I have a data-set which consists of 1 continuous (although it can be discrete if I choose to round up the values) dependent variable Y and several categorical and discrete data columns that may or may not have an effect on Y.
Y, in this case, is not normally distributed so to check if a given categorical data-column/independent variable has a significant effect on Y a Kruskal-Wallis test can be used.

However, my objective is to find out which categorical data-column is the most important one, that is has the most significant effect on Y.

Could someone please point me in the right direction, which statistical test/analysis is applicable here?


TS Contributor
Y, in this case, is not normally distributed
This is irrelevant for the general linear model (analysis of variance, linear regression). It is assumed that the residuals from the model are from a normal distribution. And even this is not important if sample size is large enough (n > 30 or so, cf. central limit theorem). How large is your sample size?

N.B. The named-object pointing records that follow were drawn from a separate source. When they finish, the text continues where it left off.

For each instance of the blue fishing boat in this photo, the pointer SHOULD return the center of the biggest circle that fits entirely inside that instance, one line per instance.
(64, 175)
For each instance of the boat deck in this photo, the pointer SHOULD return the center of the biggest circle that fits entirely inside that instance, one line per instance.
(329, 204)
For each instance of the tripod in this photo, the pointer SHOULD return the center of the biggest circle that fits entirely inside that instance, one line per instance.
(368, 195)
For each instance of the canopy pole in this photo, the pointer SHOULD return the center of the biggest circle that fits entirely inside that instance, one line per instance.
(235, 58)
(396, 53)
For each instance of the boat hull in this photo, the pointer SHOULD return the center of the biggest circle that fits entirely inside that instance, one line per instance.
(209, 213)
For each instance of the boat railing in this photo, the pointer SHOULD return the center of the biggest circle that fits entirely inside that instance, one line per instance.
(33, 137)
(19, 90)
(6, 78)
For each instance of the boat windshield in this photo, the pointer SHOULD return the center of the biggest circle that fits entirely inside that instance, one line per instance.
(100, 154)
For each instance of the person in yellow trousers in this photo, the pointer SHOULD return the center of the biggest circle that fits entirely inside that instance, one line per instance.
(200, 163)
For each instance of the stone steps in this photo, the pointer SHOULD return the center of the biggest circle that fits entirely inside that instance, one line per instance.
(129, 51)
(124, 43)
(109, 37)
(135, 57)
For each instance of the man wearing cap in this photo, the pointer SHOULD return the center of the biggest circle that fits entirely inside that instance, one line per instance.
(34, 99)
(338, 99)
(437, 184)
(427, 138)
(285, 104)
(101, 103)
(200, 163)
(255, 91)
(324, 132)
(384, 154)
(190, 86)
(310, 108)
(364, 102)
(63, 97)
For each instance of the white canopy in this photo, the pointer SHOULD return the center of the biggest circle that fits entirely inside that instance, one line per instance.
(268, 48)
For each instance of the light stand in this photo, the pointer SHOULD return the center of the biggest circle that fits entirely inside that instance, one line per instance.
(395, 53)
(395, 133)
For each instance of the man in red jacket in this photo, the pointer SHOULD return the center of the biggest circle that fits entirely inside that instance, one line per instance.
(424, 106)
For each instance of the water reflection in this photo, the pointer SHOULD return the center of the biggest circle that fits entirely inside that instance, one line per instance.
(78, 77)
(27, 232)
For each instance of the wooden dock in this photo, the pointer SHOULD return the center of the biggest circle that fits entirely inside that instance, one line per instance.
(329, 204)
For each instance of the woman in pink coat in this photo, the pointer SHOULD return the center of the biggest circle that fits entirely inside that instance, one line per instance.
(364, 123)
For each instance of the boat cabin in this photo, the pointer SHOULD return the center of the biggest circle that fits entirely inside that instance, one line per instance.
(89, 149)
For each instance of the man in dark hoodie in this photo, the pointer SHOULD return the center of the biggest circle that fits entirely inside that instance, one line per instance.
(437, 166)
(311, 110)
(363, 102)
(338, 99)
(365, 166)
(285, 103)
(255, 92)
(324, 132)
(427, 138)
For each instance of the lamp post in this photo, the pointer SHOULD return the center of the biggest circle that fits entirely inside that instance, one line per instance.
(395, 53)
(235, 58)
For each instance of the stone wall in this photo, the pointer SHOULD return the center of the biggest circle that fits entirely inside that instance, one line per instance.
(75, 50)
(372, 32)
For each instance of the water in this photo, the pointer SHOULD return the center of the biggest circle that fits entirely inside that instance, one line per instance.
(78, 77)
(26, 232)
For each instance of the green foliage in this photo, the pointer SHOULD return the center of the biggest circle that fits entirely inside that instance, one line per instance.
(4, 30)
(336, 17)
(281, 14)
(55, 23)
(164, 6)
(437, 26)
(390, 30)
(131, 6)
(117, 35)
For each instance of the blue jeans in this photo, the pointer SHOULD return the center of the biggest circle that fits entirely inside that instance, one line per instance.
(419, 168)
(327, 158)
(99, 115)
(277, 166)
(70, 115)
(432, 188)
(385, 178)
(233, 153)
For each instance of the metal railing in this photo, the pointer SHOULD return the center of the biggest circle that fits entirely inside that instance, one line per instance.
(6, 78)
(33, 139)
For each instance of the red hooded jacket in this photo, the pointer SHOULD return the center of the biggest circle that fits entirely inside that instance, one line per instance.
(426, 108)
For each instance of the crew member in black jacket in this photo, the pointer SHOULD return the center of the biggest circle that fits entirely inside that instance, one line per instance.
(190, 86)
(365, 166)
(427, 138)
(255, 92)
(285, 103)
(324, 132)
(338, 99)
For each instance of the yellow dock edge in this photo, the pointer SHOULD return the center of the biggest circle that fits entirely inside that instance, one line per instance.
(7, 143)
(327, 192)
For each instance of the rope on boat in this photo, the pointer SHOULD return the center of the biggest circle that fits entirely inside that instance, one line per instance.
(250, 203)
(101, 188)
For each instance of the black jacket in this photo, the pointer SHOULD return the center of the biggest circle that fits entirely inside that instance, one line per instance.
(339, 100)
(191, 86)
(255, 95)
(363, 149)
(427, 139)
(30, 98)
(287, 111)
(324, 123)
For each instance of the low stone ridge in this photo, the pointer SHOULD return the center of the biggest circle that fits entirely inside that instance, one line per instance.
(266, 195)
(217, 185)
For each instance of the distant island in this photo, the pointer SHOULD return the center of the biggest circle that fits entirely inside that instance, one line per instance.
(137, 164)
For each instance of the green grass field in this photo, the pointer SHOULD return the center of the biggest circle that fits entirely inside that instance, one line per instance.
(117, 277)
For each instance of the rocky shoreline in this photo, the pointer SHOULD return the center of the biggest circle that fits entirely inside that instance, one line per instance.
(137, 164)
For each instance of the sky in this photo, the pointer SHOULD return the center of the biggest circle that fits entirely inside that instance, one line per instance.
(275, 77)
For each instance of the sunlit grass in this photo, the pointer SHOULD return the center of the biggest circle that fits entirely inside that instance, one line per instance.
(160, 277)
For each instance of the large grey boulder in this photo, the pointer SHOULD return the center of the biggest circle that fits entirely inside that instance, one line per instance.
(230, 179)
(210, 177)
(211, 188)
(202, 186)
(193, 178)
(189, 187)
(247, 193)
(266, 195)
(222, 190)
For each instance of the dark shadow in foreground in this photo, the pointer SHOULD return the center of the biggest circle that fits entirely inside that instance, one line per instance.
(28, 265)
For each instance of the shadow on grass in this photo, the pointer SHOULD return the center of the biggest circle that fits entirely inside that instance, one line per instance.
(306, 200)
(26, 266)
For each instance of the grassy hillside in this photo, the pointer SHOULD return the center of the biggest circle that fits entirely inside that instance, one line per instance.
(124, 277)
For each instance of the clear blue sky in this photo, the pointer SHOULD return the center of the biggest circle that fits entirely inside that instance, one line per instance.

As to your other problem: what is the topic of your study, and what are your variables, what do they contain?

With kind regards

Last edited:
Hi Karabiner

I'll use a generic example (since I cannot share my data-set), let Y be the lifetime of a certain type of machine. A given machine has a lot of other information associated with it such as material, the factory that runs it, the conditions it runs in etc. These serve as the predictor variables of Y. Some of them are categorical and some assume numerical values.

There are 138 measurements.

The measurements are also not independent due to repetitions. You can have multiple measurements for the same machine.

All the best


TS Contributor
I do not fully understand your design, I'm afraid. For example,
The measurements are also not independent due to repetitions, what this means.
I hesitate to deal with generic examples instead of the true study, because many
times something important is missing.
Your sample size was again not stated.

Maybe someone else here has got a clue.

With kind regards